# The Project

This is a project I'm doing to parse Texas Secretary of State (SOS) voting files, develop automated cleaning scripts, identify missing fields/data and any patterns associated with that, and generally just do EDA through the whole thing.

Specific ideas for this project include:

* Want to have a way to pre-parse the SOS file to understand what data is in there / what might be missing.
* Write script to summarize raw SOS file. Want to get the following:
    1. Voters by county
        * The largest geographical region
    2. Voters by precinct
        * Counties are made up of precincts
    3. Voters by each of the [Congressional/state legislature] districts (by mapping back to precinct)
        * Use the tx-data repo for mapping to these
    4. Summarize missing fields
    
**I need to decide on the most useful way to store these data.** If the data are provided already aggregated at different levels geographically (and aren't just derived aggregations of the more resolved data), then I should push this all into a database ultimately for further analyses. However, I suspect that the data will need to be aggregated by hand, in which case a database won't be needed (would effectively be a single table if I didn't include derived data, which I wouldn't do). 

# The Data

Oof, these are not the friendliest data files in the world.
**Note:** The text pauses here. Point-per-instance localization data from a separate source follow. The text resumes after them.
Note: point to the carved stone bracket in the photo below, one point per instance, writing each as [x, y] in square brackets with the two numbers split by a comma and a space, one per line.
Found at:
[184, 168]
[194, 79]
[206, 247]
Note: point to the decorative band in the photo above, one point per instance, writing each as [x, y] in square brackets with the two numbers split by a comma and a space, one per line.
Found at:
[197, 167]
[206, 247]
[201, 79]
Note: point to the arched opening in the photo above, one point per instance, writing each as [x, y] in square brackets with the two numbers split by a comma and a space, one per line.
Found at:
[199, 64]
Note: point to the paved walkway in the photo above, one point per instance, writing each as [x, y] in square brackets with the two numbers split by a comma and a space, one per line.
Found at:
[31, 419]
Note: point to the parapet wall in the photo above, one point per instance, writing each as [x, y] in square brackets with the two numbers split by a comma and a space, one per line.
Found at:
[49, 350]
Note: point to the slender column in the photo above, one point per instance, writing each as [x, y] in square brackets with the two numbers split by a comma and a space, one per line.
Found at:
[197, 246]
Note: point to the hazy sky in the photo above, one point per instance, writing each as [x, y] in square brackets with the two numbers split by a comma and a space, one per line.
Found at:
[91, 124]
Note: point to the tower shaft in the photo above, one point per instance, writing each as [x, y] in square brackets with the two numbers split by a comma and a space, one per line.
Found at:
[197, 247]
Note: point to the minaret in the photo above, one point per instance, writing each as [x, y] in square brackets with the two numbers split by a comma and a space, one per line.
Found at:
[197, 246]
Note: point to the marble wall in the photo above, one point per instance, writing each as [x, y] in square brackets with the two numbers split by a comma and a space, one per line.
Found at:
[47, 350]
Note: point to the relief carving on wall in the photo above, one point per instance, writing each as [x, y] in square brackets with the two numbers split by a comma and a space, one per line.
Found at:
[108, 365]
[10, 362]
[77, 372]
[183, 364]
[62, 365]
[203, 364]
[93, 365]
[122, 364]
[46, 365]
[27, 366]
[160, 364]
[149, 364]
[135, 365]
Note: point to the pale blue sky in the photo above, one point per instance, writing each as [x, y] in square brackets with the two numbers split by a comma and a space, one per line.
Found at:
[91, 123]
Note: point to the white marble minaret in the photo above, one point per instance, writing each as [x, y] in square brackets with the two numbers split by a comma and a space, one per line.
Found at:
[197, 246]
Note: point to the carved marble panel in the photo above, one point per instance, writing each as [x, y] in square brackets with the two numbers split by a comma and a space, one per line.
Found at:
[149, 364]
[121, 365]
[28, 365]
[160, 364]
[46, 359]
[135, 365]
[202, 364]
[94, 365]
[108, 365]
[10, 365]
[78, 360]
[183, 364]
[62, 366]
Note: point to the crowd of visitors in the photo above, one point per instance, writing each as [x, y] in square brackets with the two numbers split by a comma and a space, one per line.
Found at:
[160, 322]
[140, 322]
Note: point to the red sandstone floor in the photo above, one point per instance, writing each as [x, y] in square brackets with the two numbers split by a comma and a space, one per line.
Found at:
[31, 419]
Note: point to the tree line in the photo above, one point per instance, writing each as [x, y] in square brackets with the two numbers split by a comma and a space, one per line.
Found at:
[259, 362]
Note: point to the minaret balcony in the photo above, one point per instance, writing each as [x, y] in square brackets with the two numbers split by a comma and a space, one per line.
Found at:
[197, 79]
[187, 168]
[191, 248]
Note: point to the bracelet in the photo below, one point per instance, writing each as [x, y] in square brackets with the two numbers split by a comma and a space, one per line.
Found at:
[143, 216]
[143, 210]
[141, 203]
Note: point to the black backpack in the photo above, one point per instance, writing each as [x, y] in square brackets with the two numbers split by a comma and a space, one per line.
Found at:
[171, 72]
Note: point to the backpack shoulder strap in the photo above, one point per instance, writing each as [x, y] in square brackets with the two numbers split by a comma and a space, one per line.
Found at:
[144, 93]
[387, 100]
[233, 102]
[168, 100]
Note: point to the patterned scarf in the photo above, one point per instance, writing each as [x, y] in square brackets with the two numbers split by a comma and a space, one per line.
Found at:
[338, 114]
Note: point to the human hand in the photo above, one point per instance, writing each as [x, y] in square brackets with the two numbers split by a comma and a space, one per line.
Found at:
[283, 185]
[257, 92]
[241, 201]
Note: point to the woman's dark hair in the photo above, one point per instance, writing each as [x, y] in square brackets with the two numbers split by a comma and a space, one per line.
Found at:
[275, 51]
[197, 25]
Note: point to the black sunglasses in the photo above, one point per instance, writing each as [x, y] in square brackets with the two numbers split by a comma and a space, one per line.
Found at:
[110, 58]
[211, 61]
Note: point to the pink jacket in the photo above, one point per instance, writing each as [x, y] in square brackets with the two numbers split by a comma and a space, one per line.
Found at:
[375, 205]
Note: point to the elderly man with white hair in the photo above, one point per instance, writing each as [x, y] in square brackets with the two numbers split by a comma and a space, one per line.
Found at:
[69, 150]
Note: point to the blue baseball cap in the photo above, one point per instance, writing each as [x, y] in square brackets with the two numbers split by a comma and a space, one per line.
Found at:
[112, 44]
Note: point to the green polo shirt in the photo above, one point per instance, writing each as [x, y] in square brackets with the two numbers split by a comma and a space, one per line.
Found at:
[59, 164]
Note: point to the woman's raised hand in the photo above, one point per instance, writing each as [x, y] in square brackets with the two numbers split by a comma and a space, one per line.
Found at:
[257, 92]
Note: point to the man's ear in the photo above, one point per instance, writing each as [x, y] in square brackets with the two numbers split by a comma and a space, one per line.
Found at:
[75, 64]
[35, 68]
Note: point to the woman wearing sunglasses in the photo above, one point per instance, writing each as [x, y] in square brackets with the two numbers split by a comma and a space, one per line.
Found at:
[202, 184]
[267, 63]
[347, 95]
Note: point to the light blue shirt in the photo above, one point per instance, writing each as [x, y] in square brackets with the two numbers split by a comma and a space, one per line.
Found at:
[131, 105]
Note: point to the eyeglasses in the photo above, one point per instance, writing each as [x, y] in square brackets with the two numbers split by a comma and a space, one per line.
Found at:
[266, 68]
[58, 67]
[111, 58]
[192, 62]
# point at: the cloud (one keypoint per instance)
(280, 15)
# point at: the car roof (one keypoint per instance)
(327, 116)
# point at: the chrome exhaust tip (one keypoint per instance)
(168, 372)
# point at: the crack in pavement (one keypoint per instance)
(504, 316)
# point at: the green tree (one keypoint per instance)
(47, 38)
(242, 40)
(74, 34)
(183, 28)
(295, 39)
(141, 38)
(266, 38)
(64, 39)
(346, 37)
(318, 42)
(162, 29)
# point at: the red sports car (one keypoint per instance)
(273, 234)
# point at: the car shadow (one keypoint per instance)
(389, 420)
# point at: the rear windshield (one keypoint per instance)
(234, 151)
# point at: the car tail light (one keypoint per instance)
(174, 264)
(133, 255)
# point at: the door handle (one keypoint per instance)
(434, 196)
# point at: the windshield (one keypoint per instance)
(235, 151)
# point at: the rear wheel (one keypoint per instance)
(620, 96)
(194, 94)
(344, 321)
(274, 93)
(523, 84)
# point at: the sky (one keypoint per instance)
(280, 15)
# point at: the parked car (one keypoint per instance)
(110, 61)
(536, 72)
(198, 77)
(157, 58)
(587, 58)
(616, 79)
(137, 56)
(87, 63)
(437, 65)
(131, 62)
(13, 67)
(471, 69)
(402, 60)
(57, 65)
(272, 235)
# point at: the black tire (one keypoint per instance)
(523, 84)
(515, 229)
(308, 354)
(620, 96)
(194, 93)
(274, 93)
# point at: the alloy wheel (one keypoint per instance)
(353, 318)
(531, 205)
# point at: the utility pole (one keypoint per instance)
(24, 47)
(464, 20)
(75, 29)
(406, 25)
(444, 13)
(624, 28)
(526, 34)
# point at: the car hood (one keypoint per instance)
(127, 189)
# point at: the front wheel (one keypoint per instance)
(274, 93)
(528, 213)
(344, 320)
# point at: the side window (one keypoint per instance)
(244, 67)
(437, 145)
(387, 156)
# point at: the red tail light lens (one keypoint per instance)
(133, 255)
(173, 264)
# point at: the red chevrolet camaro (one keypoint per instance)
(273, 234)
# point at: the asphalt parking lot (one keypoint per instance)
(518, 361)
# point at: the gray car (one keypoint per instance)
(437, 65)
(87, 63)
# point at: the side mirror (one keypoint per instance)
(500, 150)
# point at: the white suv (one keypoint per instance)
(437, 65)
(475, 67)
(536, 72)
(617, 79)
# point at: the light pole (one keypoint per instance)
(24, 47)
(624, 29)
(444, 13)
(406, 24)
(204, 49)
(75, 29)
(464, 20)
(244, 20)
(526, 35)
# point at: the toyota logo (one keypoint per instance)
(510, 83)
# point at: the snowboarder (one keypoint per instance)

First, let's establish context.

## *pir_sos_20180292*

* **Disk size =** 24.9 MB
* 36,607 records (254 county files)
* **Context:** June 30th Special Election for TX Congressional District 27 House Representative records

## *pir_sos_20180293*

* **Disk size =** 10.56 GB
* 15,531,645 records (254 county files)
* **Context:** These are individual voting records. This is where I'll focus my attention until

## *pir_sos_20180294*

* **Disk size =** 6.9 MB
* 10,101 records (13 county files)
* **Context:** 5/22/18 Democratic Primary Runoff records

## *pir_sos_20180302*

* **Disk size =** 8.7 MB
* 12,775 records (5 county files)
* **Context:** 5/22/18 Republican Primary Runoff records


It appears (from a quick view of the data) that these data files are comprised of fixed-width fields (not tab- or comma-delimited, in other words). Oh joy.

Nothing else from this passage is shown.